"Pistolero": un western mendocino
Ambientada durante el Onganiato, la opera prima de Galvano tiene un protagonista a quien comparan con Robin Hood, aunque él mismo reconoce que está bastante lejos del “robarles a los ricos para darles a los pobres”.
La apuesta del guionista y productor Nicolás Galvagno en su debut como realizador es transparente desde el minuto uno: las referencias al imaginario del western (luego se sumarán aquellas ligadas al cine de gangsters) comienzan a repiquetear en la memoria del espectador antes incluso de que la trama comience a desarrollarse. De hecho, las primeras escenas de Pistolero no terminan de anclar temporalmente la historia y, de no ser por un tanque de agua en un plano fugaz, el encuentro del niño y el forajido podría ocurrir en algún momento de la segunda mitad del siglo XIX. Algunos minutos más tarde, la radio dejará escuchar un discurso del presidente de facto Juan Carlos Onganía y la fábula de Isidoro Mendoza (Lautaro Delgado), su hermano Claudio (Sergio Martínez) y el resto de la banda de asaltantes quedará inscripta en un tiempo concreto. El espacio, mientras tanto, resulta claro desde la secuencia de títulos: el film fue rodado en locaciones del departamento mendocino de Lavalle, utilizadas por la cámara como espacios de una construcción mítica.
A Isidoro lo comparan con Robin Hood, aunque sus acciones reales, como él mismo se encarga de confirmar, están bastante lejos del “robarles a los ricos para darles a los pobres”. Si la pugna entre la pandilla y el inspector de policía encarnado por Juan Palomino remite a las leyendas del Lejano Oeste –aunque la cualidad escurridiza de los cacos impida el mano a mano del duelo–, la estructura general de la película no escapa de las fórmulas establecidas por aquel viejo género cinematográfico dedicado al ascenso y la caída de los malandras más carismáticos, del Caracortada seminal a la banda de Bonnie y Clyde. El Isidoro de Delgado es un antihéroe sufrido, un tipo que comenzó a robar de grande luego de una crisis matrimonial y nunca más pudo dejar de hacerlo. Alguien a quien el pasado y la sangre derramada le pesan. Y mucho: la imagen fantasmagórica de un muerto reciente –un peón, según su propia definición– se le aparece cada vez más seguido.
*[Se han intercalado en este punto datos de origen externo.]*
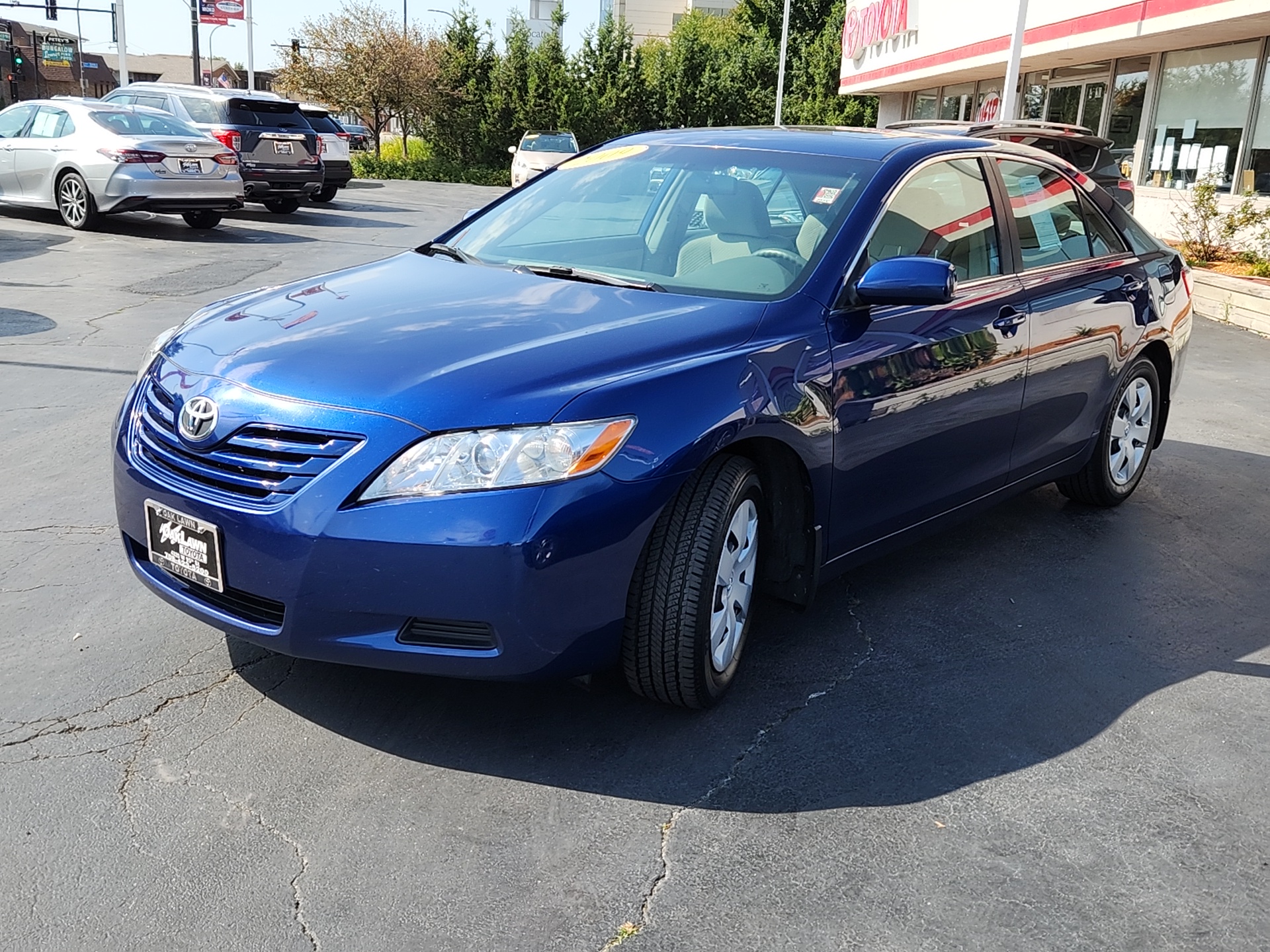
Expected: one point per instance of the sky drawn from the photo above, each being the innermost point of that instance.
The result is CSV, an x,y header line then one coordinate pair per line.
x,y
163,26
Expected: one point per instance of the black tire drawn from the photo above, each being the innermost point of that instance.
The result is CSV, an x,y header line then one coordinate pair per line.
x,y
282,206
202,221
666,645
75,204
1096,484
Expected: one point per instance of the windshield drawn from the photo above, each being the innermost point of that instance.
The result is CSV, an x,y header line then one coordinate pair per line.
x,y
130,124
724,222
549,143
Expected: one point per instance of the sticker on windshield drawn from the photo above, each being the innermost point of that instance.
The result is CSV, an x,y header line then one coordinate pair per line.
x,y
605,155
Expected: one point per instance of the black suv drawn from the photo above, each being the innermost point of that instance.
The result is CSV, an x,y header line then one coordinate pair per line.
x,y
278,150
1089,153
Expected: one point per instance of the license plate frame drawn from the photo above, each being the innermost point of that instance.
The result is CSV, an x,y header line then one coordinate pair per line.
x,y
186,546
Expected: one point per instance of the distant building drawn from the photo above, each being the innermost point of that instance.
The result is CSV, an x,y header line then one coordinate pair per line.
x,y
52,63
654,18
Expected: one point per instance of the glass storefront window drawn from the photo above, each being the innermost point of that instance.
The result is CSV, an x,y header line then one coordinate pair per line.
x,y
1205,98
958,102
926,104
1128,92
1256,175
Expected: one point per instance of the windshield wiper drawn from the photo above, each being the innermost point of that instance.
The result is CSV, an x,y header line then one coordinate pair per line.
x,y
559,270
440,248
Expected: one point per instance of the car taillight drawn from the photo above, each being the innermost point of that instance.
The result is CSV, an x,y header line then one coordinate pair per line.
x,y
229,139
131,155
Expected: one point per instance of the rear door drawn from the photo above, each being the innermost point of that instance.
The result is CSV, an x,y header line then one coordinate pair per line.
x,y
275,135
1089,302
40,150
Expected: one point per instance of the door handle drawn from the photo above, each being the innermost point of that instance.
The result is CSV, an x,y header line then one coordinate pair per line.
x,y
1009,320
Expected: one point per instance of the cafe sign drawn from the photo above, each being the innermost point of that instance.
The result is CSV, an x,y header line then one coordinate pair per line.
x,y
872,23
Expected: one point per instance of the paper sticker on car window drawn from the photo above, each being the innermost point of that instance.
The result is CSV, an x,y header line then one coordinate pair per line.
x,y
603,155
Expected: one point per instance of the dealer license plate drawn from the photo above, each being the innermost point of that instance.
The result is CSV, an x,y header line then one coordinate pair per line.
x,y
185,546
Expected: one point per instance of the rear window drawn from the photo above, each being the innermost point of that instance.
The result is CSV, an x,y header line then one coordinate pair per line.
x,y
130,124
262,112
210,111
323,124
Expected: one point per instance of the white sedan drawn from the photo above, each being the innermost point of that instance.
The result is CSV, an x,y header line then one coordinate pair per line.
x,y
540,151
88,159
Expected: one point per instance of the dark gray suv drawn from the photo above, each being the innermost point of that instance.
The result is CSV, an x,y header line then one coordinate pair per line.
x,y
278,151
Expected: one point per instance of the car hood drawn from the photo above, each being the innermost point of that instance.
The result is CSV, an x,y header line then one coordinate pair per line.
x,y
450,346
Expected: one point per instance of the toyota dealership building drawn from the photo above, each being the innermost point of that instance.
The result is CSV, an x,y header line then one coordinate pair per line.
x,y
1180,87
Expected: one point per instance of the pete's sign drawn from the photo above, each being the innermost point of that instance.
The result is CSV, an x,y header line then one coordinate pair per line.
x,y
872,23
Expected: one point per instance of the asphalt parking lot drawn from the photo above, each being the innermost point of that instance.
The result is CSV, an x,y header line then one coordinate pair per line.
x,y
1048,729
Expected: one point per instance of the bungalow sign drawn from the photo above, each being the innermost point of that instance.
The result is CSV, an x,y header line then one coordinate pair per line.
x,y
872,23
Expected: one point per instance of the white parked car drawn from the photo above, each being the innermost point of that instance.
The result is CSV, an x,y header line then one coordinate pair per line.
x,y
540,151
88,159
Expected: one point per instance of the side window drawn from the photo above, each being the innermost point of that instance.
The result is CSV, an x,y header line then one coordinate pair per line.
x,y
1047,214
13,121
51,124
1103,237
943,212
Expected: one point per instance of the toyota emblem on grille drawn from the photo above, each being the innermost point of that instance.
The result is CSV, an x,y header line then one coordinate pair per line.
x,y
198,418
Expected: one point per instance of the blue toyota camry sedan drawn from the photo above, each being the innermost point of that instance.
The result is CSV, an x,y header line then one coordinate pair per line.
x,y
587,424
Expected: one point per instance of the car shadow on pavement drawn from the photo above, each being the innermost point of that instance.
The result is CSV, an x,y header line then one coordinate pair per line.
x,y
984,651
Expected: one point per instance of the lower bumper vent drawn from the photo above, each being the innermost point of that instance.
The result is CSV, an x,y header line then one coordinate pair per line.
x,y
435,633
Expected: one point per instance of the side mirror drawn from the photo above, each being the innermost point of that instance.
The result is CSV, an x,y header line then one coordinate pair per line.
x,y
907,281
El encuentro con una joven docente recién llegada de Buenos Aires (María Abadi, prolijamente vestida y peinada “como en los 60”) permite un breve interludio romántico que, como en tantas películas del Oeste, ofrece un la posibilidad de una conversión hacia una vida sedentaria, menos sangrienta, más “normal”. Pistolero descree de la necesidad de ahondar en los personajes y se entrega a la reiteración de formas y códigos narrativos inmediatamente reconocibles como principal enlace con el público. En ese derrotero, se desliza en más de una oportunidad hacia la simple repetición de clichés (algunos diálogos resultan particularmente sentenciosos y falsos: “Las acciones no marcan necesariamente tu destino, porque son constantes y el poder está en nosotros, no en el pasado”). Cuando confía en el poder de las imágenes, por el contrario, el film de Galvagno suma un puñado de porotos y logra crear una silueta imaginaria para un género inexistente: el western argentino.